Like Lampard, Gerrard had his standout seasons. The dented treble in 2005 was no mean achievement. Taking such a flawed side to Istanbul was as much down to him as any player. In 2008-09, freed from tactical requirements, he had his finest season, his running, dynamism, goal-scoring and passing leveraged by the cast Rafa Benítez had assembled around him. Fernando Torres, at the peak of his powers ahead of him, and Javier Mascherano and Xabi Alonso behind him, were a superb bloc, only held back by the relative lack of quality around them. Like Lampard and Scholes, Gerrard has his best seasons when surrounded by the most talent.

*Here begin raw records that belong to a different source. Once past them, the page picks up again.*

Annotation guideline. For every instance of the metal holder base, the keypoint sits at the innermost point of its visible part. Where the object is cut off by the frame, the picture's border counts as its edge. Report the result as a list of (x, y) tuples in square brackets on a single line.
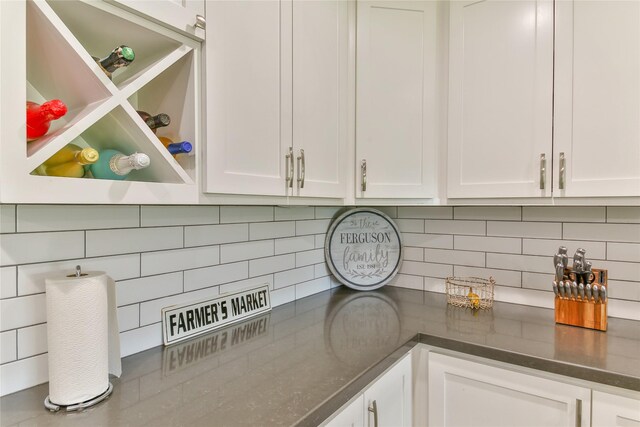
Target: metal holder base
[(78, 406)]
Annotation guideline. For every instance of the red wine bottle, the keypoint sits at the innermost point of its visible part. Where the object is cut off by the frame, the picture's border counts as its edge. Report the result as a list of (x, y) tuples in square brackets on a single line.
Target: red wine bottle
[(39, 117), (155, 122)]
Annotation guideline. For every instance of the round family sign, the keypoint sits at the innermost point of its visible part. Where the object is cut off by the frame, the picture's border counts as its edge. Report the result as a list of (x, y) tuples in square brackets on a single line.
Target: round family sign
[(363, 249)]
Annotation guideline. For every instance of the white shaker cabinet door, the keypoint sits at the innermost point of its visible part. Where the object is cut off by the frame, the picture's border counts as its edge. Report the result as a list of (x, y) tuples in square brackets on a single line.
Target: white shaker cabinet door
[(611, 410), (248, 118), (320, 61), (500, 99), (465, 393), (396, 99), (597, 98)]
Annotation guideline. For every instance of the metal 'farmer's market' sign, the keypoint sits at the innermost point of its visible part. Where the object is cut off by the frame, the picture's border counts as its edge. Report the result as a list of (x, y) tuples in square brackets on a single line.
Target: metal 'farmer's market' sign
[(363, 248)]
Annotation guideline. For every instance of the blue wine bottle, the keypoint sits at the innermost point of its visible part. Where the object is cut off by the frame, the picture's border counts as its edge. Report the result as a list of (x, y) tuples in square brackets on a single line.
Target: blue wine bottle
[(112, 164)]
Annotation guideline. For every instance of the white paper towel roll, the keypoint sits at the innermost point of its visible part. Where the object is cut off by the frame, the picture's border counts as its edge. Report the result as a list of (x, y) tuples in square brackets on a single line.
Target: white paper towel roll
[(83, 339)]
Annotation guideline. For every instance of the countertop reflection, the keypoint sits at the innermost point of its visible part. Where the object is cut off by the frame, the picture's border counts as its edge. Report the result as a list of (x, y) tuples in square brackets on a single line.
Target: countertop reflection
[(278, 368)]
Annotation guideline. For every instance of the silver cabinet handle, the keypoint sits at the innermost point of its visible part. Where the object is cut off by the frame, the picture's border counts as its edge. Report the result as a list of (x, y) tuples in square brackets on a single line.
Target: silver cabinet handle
[(289, 167), (200, 22), (563, 171), (543, 171), (374, 408), (363, 171), (301, 169)]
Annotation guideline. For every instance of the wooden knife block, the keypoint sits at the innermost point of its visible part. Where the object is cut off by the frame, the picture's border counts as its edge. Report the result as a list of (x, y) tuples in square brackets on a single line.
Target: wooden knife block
[(585, 314)]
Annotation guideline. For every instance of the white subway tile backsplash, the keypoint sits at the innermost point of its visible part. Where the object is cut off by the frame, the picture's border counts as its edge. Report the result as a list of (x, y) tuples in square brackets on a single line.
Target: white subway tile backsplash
[(8, 282), (31, 277), (502, 277), (295, 244), (533, 264), (327, 212), (291, 277), (8, 348), (7, 218), (539, 230), (125, 241), (290, 213), (426, 269), (22, 311), (215, 234), (425, 212), (312, 287), (436, 241), (258, 267), (499, 213), (76, 217), (178, 259), (413, 254), (309, 257), (595, 250), (410, 225), (41, 247), (150, 311), (620, 289), (157, 216), (23, 373), (271, 230), (137, 340), (488, 244), (283, 296), (128, 317), (564, 213), (253, 282), (235, 214), (435, 226), (317, 226), (248, 250), (147, 288), (623, 214), (603, 232), (623, 252), (211, 276), (407, 281), (445, 256), (32, 341)]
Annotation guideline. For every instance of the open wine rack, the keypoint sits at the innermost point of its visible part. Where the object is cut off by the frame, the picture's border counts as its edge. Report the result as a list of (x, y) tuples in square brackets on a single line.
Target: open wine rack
[(51, 45)]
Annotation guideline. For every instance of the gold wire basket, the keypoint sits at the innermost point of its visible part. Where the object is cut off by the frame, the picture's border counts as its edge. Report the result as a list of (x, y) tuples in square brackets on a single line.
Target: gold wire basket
[(471, 292)]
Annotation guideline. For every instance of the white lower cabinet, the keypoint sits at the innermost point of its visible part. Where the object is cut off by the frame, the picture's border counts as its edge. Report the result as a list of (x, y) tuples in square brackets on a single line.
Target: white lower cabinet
[(385, 402), (614, 410), (465, 393)]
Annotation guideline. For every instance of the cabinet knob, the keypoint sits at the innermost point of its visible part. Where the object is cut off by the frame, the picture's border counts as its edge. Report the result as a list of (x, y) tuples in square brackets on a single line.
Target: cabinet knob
[(200, 22)]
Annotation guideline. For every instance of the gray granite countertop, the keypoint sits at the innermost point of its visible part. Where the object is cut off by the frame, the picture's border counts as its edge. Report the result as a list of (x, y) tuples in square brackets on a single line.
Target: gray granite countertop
[(301, 360)]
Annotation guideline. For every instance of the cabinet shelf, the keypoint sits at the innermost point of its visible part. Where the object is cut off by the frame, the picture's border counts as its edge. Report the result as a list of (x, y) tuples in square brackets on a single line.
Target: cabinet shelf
[(59, 40)]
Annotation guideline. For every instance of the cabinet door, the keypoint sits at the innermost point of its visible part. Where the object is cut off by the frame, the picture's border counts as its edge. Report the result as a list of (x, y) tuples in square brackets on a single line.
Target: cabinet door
[(391, 396), (464, 393), (597, 97), (612, 410), (500, 98), (248, 97), (320, 56), (351, 416), (180, 14), (396, 98)]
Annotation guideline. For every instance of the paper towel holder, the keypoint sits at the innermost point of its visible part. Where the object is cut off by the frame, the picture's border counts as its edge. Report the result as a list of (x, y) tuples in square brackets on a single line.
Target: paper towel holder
[(79, 406), (78, 272)]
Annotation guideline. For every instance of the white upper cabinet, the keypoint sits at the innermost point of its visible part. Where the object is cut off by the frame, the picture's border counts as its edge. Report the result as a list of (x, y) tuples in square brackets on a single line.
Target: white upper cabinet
[(276, 97), (184, 15), (597, 98), (500, 98), (396, 99)]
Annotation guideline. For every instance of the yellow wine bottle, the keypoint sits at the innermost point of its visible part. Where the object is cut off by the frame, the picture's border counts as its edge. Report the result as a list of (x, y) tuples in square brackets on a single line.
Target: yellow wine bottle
[(68, 162)]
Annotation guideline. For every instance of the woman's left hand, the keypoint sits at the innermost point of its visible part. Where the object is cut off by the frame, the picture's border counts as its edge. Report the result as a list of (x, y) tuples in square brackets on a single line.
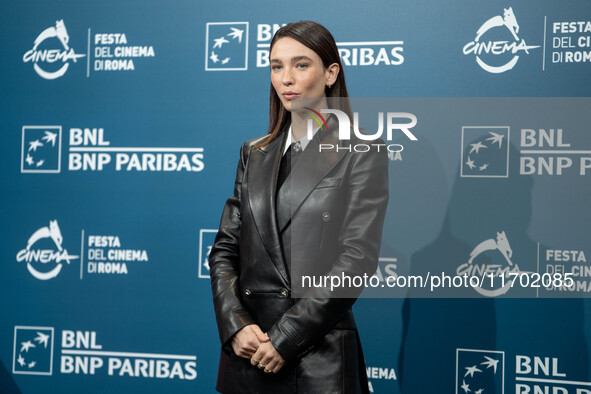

But Gerrard was the one of who carried his side most often, partly through his own strength of character, and partly because no teammates were good enough to do the same. He also has the most complicated relationship with his club. Pictured as a child with an Everton top, he also strongly considered leaving for Chelsea twice, and had offers from sides abroad. Yet he also lost a cousin in the Hillsborough tragedy, and watching him last season — during the 25th anniversary of the disaster, at a time when it looks like justice will finally be given to the victims and their families — his captaincy hinted at an emotional bond with fans that there simply isn’t with Lampard or the notably cold Scholes.
And that’s why there are so many possible regrets for Gerrard. He was so obviously responsible for inspiring his side to the cusp of the league last season, and it was his slip that stopped them winning it. He will never win the Premier League, but if he had joined Lampard at Chelsea, he almost certainly would have a league title. You get the sense that his career means everything when seeing it through the prism of Liverpool, whereas when he looks at it objectively, there’s not quite enough to satisfy him.
As different as they all are, there is a commonality: their international career. There is little to say that hasn’t already been said about their failure to impress for England. They all have such different qualities as footballers and humans, and yet all of them suffered from lethargy and stage fright, and could not inspire each other to success. In addition, Lampard and Scholes both made the most of their bodies and talent in their careers’ closing stages: Lampard is refreshed at Manchester City; Scholes playing at a high standard thanks to two high-year breaks. It remains to be seen if Gerrard can do the same with the less exacting demands in MLS.
In delaying a move abroad, Lampard has confirmed he misjudged his expiration date, just as Scholes did when he reappeared from retirement to beat Manchester City. The Premier League can’t justify letting Lampard go just yet, but despite his two goals this week against AFC Wimbledon, only the most deluded think it’s unwise to let Gerrard go.
It’s one of the twin cruelties that will exacerbate Gerrard’s regrets. As excellent as he was at his peak, Gerrard’s decline has been sharper and earlier Lampard’s or Scholes’. Now, eight months after nearly claiming his the title, Gerrard is about to end his Premier League career without winner’s medal, and undoubtedly leave Anfield earlier than he expected.